Other forensic evidence also came under question, leading to a 2009 National Academy of Sciences report aimed at strengthening forensic science.
The 2009 report noted problems with bite-mark analysis, including how “different experts provide widely differing results,” with “no science on the reproducibility” of methods used to find the probability of a match.
A March 2023 report by the National Institute of Standards and Technology found “a lack of support” for the ideas that people have unique bite marks or that a unique bite “can be accurately transferred to human skin.”
Scientific authorities “were really just appalled at what was actually being done in the technique, and how unscientific and error-prone it was,” Lichstein said.
Most criminal prosecutions take place under state laws, and states over the years have taken various steps in response to questions about shifts in forensic science or bite-mark evidence specifically.
For example, Texas in 2013 passed a law allowing prisoners to challenge their convictions when new science contradicts the forensic analysis used in their trials, and a few other states now have similar changed-science laws. A Texas commission in 2016 recommended that courts pause use of expert bite-mark expert testimony.
Oregon law
Oregon lawmakers this year passed Senate Bill 1515, which, in addition to bite-mark analysis, lists hair microscopy and comparative bullet lead analysis as “discredited forensic science disciplines.”

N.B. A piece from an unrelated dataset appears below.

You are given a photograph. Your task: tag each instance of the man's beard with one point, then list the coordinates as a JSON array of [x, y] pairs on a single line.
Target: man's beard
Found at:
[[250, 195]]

For those who had such forensic evidence used against them, the law clears away legal hurdles related to the time passed since the conviction. The law applies to those convicted if there was a “reasonable probability” of a different outcome at trial without such evidence, or if such evidence was a “material factor” in a guilty or no-contest plea.
“It allows us to get those folks back into court, so that they can have a chance to actually prove their innocence or get that conviction vacated,” Puracal said.
The nonprofit organization takes on cases around the state “where we believe that there is some kind of junk science that is either going to be used to get to a conviction, or was used to get a conviction,” Puracal said.
Puracal said that they first took on the Lyons case “because it rests almost entirely on the bite mark evidence.”
“The challenge under Oregon law is that we just didn’t have a path to get back into court on these kinds of cases,” Puracal said, calling Lyons’ case an “uphill battle” before the new law.
Puracal called the new law “the first time that the state has opened the door to be able to go back and look at these old cases.”
Court records show how attorneys with the Oregon Department of Justice initially disputed claims made in the 2024 petition that Lyons was wrongfully convicted.
But in June, a new court filing cited the passage of the new law, as state attorneys agreed that, based on the petition and also evidence exchanged: “Petitioner’s convictions in the underlying criminal case (Lane County Case No. 108908273) must be vacated, and he must be granted a new trial pursuant to Senate Bill 1515.”
Asked if she had any information about who might have murdered Stabenow, Puracal said “that’s all stuff for retrial, so it’s not something we’d be able to share at this point.”
Puracal said it’s unclear how many more such cases with questionable bite-mark evidence exist.
“We know that there have been at least 33 exonerations in bite-mark cases across the country, but none so far in Oregon,” Puracal said. ”So, we just don’t know how many cases actually were based on bite-mark comparison evidence until we go look, and Senate Bill 1515 is our first opportunity to go and look.”